Melissa Joskow / Media Matters
The anti-Trump New York Times columnist Bret Stephens warned Democrats over the weekend that they are “flubbing” their opportunity in the upcoming election by moving too far left.
Wait, I’m sorry, Stephens wrote that column a month before the 2018 midterm elections. Hold on.
The anti-Trump New York Times columnist Bret Stephens warned Democrats over the weekend that they “should be walking away” with the upcoming election but aren’t because they are moving too far left.
Hang on, that’s the column Stephens wrote one week before the midterms. Let me try again.
The anti-Trump New York Times columnist Bret Stephens warned Democrats over the weekend that they need to “start building real bridges to the other America” to win the upcoming election rather than moving too far left.
Ack, wrong again, that is Stephens’ column from the day after the Democratic wave election. I’m sure I’ve got it somewhere.
The anti-Trump New York Times columnist Bret Stephens warned Democrats over the weekend that they are “going to lose the elections” by moving too far left.
Ah yes, that’s the one.
This time, Stephens is worried about the effect of last week’s Democratic debates on “ordinary people,” a term undefined in the column but which he later tweeted meant, for example, “people who voted for Obama and later Trump.”
Stephens is part of a small contingent of anti-Trump conservative voices who, having spent much of their careers in right-wing institutions, are now alienated from their movement, but confident that they still speak for the American electorate. The group doesn’t want Trump to win reelection, but rather than offering a clear-eyed analysis of the most effective way to prevent that, its members are spending much of their time mistaking their interests for that of the electorate as a whole.
The 2016 election is perfectly suited to produce this kind of debate over strategy. The winning candidate received 3 million fewer votes than the losing, but he won an Electoral College victory thanks to roughly 79,000 votes in three states.
The Never Trumper choice of which demographic the Democrats need to win back varies. But Times columnist David Brooks said the quiet part loud in his version of this column. “My question to Democrats is: Will there be a candidate I can vote for?” His peers talk about “working class whites” or “independent voters” or “socially moderate Trump skeptics,” but policies they cite as turnoffs to those voters -- including on immigration, health care, and race -- are inevitably Democratic positions that make the columnists themselves uncomfortable.
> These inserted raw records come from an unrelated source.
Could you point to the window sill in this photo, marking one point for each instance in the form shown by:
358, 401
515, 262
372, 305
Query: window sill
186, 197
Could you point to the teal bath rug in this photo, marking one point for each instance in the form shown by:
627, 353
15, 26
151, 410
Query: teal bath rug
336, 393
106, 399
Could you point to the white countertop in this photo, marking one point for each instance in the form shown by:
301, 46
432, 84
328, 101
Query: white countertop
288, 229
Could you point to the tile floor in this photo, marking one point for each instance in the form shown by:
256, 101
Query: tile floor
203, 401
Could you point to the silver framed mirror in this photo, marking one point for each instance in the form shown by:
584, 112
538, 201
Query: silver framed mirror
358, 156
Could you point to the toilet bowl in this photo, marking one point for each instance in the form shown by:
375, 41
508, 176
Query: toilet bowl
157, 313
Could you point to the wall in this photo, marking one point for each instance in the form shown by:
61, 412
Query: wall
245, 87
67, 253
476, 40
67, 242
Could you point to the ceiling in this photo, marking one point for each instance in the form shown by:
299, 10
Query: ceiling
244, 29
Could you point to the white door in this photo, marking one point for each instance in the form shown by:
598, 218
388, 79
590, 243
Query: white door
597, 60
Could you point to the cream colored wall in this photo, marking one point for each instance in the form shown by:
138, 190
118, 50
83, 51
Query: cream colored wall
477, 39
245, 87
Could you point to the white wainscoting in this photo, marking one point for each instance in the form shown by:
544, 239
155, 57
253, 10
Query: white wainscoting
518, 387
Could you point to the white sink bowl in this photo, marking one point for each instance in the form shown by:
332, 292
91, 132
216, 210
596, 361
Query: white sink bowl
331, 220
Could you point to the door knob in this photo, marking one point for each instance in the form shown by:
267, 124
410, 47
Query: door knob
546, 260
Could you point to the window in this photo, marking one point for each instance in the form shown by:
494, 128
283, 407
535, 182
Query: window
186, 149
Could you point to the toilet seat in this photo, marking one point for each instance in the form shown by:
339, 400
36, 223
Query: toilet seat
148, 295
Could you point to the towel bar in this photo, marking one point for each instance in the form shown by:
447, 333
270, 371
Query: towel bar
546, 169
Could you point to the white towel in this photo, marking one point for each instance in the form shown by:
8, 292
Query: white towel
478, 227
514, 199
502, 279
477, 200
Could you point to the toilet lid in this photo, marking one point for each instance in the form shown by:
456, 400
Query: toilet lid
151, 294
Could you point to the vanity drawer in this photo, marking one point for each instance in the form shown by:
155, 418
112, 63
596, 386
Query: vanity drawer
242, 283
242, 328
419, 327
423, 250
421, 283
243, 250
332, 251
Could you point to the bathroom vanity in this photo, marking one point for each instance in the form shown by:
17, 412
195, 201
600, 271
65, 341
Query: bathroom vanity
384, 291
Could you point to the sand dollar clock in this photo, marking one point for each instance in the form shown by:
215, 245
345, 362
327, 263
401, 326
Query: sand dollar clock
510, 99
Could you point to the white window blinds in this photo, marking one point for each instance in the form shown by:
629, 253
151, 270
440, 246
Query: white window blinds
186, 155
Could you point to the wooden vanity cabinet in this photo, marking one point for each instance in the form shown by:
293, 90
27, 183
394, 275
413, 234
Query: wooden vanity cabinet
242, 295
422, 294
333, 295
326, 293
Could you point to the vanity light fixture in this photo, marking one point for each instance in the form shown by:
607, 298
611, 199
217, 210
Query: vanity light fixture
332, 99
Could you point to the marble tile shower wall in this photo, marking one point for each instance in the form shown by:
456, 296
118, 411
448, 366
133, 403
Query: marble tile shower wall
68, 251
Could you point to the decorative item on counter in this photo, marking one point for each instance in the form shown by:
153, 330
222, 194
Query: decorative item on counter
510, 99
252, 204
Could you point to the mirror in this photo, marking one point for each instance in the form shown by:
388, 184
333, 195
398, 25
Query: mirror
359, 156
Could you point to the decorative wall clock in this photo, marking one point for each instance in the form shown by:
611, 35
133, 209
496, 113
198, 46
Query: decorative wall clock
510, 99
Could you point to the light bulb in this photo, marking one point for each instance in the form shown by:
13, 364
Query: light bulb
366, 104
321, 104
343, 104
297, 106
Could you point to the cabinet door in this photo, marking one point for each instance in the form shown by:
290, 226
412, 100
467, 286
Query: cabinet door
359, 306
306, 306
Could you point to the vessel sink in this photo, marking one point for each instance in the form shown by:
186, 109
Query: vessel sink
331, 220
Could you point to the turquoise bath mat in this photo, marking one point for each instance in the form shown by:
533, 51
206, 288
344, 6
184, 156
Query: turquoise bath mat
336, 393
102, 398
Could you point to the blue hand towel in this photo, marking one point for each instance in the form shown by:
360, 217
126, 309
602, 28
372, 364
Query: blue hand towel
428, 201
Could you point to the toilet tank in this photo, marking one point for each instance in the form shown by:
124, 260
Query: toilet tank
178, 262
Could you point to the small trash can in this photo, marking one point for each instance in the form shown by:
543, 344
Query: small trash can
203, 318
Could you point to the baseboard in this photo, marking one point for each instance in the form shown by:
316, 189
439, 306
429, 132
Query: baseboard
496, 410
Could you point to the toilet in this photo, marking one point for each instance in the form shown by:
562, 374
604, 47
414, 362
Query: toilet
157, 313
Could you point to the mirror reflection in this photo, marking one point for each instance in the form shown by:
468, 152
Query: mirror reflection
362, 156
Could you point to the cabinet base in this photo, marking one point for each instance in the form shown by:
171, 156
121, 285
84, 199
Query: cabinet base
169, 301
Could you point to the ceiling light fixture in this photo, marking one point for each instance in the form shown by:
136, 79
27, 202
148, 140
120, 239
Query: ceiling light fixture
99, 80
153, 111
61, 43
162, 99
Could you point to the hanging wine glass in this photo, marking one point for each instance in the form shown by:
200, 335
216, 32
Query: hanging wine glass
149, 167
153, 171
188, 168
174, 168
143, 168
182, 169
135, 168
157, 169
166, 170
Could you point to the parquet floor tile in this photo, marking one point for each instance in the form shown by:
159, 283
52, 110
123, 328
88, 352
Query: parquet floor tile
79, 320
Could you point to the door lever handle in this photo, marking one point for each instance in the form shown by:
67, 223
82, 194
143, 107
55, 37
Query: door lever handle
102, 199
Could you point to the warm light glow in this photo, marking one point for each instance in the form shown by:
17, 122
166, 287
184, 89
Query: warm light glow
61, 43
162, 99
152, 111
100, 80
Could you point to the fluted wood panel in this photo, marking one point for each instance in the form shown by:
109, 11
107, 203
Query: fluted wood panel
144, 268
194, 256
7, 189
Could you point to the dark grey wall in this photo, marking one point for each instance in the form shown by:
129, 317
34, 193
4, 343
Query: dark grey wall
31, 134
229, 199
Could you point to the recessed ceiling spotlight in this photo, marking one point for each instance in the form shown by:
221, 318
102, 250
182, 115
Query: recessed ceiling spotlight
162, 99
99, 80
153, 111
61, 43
It may be enjoyable for Never Trumpers to imagine themselves as representatives of the people. But they are not an appropriate stand-in for Democratic primary voters. Of course a set who cut their teeth at National Review or The Weekly Standard or the Wall Street Journal editorial page think the Democrats are too liberal -- their entire careers are devoted to making that case.
Never Trumpers are also not representative of the nearly nine in 10 Republicans who approve of Trump’s job performance.
And notably, Stephens and company generally do not oppose Trump because of major qualms with his administration’s policies, but because they feel that his bigotry and instability make him unfit for office. Brooks, for example, is concerned that “Democrats aren’t making the most compelling moral case against Donald Trump” because they didn’t spend enough time discussing how the president “rips to shreds the codes of politeness, decency, honesty and fidelity.” That’s the very argument that Hillary Clinton made during the 2016 election. Either that strategy is insufficient to win over Brooksian conservatives, or there simply aren’t enough of them.
Stephens’ declaration that a Democratic presidential candidate needs to focus on winning back Obama-to-Trump voters is closer to conventional wisdom, but it is nonetheless deeply flawed. These voters were much more likely to support conservative positions than other Obama voters were. Appealing to them with more moderate policies could easily become counterproductive if more Obama-to-Clinton voters decide to stay home in 2020.
But there’s another strategy available to Democrats, one that the candidates appear to be pursuing but of which the Never Trumpers seem unaware. Roughly 30 percent of eligible voters did not go to the polls in 2016. And voters in demographics that lean Democratic were less likely to vote than those that lean Republican. More voters who cast their ballots for Obama in 2012 either stayed home or voted for a third party in 2016 than supported Trump. And the Obama-to-nonvoters are more likely to identify as Democrats and support progressive priorities. The Democratic presidential candidates may be pursuing progressive policies not because they’re blinkered or out to stick it to Bret Stephens and David Brooks, but because they believe this is the best way to get those voters to the polls.
This strategy may not work. Perhaps the mix of policy statements won’t actually attract the disengaged base voters; perhaps by pursuing them, the candidates miss out on the opportunity to make their case to other voters. Coalition building is hard -- there are no guarantees in presidential politics. And if pundits claim over and over again that Democrats are going to lose, eventually they’ll be correct.
But pursuing disaffected Obama voters makes more sense than pinning hopes on securing the votes of Brooks and Stephens.